I read a little proposition that any quantity obtainable from rational numbers by a finite number of operations $+$, $-$, $\cdot$, $\div$, $\sqrt{{}}$ can be put in a standard form $\frac{p}{q}\cdot A$, where $\frac{p}{q}\in\mathbb{Q}$ and $A$ is an expression of only integers and $+$, $-$, $\cdot$, and $\sqrt{{}}$.
I don't think it's difficult to believe this is the case, but I don't know of a nice, clear way to prove it.
I tried to simplify the argument first by saying that any operation $+$, $-$, $\cdot$, $\div$ can be rewritten entirely in terms of $+$, since $-$ is the addition of a the additive inverse, $\cdot$ is repeated addition, and $\div$ is multiplication of the reciprocal.
I also decided that given a radicand consisting of rationals and operations $+$, $-$, $\cdot$, $\div$, you could then rewrite the radicand as a sum of rationals, and multiply the radical by $\frac{\sqrt{\Delta^2}}{\Delta}$, where $\Delta$ is some multiple of the denominators.

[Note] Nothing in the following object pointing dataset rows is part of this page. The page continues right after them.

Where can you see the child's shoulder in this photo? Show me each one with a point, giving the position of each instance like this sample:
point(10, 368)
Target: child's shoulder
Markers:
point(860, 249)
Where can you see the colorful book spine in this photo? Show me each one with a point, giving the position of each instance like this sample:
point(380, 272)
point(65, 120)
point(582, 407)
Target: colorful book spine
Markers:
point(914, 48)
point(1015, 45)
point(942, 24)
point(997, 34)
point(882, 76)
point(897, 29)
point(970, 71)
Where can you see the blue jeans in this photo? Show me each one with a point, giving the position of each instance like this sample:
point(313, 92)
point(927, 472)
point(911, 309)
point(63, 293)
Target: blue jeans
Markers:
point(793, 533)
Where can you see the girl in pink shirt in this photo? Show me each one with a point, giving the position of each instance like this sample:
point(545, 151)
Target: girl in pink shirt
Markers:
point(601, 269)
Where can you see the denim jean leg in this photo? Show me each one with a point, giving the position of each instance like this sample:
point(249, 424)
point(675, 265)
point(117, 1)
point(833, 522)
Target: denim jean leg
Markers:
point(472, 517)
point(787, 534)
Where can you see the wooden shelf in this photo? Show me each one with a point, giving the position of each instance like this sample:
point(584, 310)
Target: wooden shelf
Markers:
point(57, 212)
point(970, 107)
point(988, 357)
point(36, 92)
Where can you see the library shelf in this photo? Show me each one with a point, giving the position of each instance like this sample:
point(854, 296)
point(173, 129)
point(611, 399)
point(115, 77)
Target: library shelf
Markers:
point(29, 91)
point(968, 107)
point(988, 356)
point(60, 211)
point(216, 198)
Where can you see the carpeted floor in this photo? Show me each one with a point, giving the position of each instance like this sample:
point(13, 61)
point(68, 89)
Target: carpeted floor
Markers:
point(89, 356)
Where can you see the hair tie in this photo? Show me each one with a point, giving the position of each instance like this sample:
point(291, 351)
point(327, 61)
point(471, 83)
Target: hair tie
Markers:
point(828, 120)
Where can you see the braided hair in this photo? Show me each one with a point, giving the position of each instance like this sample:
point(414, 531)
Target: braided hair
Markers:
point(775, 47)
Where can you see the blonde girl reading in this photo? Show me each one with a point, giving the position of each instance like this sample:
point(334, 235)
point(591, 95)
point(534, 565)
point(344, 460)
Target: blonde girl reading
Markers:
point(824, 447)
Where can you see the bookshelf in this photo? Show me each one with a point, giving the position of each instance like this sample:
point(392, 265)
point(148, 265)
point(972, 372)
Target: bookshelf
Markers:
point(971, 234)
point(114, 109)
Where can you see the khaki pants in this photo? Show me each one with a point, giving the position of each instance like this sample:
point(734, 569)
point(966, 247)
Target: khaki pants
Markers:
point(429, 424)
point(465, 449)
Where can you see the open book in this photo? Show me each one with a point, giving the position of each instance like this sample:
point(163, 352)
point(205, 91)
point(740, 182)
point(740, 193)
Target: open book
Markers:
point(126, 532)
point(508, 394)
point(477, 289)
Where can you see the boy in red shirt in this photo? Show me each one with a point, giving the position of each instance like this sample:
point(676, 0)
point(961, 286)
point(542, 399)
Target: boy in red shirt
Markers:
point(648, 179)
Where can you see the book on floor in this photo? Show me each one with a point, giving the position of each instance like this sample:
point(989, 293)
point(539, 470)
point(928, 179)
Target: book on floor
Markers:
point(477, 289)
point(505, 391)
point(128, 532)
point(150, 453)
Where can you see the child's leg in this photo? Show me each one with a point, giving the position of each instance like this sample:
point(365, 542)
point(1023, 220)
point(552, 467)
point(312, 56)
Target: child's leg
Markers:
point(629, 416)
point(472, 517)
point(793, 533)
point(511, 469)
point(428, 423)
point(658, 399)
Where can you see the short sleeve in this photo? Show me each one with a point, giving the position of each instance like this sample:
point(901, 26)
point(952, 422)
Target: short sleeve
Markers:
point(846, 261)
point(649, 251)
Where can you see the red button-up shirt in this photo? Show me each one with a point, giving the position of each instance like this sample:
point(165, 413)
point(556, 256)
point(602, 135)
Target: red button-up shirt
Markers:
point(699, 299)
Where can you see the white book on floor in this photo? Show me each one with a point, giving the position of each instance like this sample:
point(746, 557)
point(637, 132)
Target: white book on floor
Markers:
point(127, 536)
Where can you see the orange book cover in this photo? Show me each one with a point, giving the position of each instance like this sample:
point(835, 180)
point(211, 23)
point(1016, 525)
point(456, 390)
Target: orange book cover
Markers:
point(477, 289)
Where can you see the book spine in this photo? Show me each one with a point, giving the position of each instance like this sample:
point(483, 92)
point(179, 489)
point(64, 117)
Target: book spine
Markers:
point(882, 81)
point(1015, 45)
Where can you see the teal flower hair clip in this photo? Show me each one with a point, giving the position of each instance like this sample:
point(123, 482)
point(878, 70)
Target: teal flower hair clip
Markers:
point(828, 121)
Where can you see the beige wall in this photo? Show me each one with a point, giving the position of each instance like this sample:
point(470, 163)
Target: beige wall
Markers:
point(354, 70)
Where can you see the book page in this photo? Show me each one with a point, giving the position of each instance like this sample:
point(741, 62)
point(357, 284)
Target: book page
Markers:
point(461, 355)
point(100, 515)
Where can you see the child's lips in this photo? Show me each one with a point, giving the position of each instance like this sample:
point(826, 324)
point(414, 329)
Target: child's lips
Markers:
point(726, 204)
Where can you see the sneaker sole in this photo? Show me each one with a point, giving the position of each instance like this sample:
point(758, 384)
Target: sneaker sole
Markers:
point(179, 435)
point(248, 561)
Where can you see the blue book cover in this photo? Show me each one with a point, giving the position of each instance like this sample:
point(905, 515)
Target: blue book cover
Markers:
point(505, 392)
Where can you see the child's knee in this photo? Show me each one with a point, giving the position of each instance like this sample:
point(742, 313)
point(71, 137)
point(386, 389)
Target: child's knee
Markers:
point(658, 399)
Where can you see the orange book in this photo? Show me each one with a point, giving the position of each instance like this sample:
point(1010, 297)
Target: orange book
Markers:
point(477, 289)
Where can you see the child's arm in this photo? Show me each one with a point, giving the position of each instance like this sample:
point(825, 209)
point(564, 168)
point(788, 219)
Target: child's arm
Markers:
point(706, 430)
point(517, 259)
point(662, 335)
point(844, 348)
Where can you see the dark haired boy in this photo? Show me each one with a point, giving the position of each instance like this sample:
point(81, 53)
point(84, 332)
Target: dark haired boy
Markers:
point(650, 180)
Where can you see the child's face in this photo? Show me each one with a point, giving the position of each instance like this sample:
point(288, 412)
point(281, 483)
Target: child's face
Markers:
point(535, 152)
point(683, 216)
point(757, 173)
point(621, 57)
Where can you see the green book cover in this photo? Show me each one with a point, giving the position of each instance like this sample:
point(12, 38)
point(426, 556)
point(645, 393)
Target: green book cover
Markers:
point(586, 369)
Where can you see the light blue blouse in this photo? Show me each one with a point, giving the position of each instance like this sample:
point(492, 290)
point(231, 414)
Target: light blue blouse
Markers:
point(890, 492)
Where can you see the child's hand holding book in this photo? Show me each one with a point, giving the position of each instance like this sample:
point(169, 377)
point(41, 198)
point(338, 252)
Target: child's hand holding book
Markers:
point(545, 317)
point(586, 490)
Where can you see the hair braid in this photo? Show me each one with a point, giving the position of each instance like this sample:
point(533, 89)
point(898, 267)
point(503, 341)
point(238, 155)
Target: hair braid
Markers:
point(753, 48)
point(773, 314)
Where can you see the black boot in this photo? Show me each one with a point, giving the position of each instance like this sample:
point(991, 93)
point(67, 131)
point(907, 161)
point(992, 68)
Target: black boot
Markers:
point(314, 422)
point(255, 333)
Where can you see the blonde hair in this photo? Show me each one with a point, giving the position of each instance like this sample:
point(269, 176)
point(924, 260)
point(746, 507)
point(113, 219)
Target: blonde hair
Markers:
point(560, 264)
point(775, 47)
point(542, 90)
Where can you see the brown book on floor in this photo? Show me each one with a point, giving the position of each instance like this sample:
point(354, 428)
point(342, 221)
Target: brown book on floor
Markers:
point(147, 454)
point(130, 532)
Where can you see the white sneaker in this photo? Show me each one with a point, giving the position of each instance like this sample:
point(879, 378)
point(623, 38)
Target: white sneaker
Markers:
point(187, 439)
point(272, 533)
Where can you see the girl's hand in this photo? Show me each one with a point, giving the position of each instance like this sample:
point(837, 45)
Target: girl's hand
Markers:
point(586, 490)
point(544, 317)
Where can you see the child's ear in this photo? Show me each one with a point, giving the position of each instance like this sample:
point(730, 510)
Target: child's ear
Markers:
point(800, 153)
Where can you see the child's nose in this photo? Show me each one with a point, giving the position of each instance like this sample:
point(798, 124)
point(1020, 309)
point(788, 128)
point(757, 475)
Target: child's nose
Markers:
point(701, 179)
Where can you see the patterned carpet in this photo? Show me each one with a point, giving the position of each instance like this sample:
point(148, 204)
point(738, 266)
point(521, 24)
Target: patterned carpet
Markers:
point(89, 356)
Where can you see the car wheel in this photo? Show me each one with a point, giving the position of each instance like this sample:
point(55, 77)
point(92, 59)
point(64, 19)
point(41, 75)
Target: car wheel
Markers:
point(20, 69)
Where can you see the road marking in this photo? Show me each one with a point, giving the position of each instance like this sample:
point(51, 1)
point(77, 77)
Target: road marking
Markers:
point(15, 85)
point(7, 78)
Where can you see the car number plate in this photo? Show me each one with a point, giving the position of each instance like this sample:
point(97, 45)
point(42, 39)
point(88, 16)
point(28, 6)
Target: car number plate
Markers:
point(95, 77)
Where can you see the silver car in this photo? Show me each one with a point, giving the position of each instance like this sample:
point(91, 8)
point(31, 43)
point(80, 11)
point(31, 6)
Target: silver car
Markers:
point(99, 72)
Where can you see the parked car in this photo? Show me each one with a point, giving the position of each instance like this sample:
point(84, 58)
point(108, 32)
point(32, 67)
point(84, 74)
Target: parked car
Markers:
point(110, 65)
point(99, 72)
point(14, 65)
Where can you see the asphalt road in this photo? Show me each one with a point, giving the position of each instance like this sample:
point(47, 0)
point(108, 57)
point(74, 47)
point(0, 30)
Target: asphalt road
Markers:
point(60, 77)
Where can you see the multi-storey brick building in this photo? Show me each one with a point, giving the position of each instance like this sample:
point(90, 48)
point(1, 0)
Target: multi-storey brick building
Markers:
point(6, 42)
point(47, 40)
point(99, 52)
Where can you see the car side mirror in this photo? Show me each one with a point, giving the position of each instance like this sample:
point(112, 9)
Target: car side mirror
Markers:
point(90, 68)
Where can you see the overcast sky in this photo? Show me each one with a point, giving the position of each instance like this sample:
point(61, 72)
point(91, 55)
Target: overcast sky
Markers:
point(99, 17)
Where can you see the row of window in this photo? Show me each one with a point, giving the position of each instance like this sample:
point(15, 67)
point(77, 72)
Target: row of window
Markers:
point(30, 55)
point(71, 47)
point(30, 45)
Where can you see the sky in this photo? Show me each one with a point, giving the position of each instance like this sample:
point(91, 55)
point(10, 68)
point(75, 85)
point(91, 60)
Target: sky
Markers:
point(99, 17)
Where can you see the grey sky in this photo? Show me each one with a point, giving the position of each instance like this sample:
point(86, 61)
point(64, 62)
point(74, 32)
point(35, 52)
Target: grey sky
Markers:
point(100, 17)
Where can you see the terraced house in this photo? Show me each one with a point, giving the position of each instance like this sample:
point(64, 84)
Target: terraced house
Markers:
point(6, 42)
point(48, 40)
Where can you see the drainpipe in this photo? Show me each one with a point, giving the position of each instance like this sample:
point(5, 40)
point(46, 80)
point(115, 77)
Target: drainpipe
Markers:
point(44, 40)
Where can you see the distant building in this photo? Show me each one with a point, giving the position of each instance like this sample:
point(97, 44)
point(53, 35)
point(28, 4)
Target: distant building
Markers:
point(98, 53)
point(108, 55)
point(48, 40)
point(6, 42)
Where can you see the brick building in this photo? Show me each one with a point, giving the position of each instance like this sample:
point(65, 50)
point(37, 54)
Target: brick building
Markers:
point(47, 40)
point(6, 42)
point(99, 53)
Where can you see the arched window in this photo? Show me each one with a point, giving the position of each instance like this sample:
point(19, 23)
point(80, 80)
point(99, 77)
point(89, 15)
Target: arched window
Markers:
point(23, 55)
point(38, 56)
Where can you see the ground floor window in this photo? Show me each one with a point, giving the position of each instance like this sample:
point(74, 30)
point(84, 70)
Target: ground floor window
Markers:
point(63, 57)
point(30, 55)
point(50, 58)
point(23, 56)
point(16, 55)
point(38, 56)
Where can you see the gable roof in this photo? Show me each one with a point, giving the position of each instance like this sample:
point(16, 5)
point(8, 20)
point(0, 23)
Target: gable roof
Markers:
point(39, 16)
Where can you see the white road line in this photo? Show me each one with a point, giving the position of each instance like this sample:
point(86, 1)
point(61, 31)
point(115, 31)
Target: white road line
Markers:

This would put the radicand in standard form, with a fraction $\frac{1}{\Delta}$ outside the radical. For example, $ \sqrt{\frac{a}{b}+\frac{c}{d}}=\sqrt{\frac{ad+cb}{bd}}=\frac{\sqrt{(bd)^2}}{bd}\sqrt{\frac{ad+cb}{bd}}=\frac{1}{bd}\sqrt{(bd)(ad+cb)}. $
I suppose for nested radicals, the process could be repeated. Then any sequence of these operations can be put into a sum of terms with rational denominators by rationalizing any denominator, and then one could do the same procedure of pulling a common multiple of all the terms out in front to put the expression in standard form.
However, I wanted to formalize this idea, but it seems like there are so many different things to consider, that I don't know how to go about it. Is there a way to make basic induction work, or perhaps some other method? Thanks.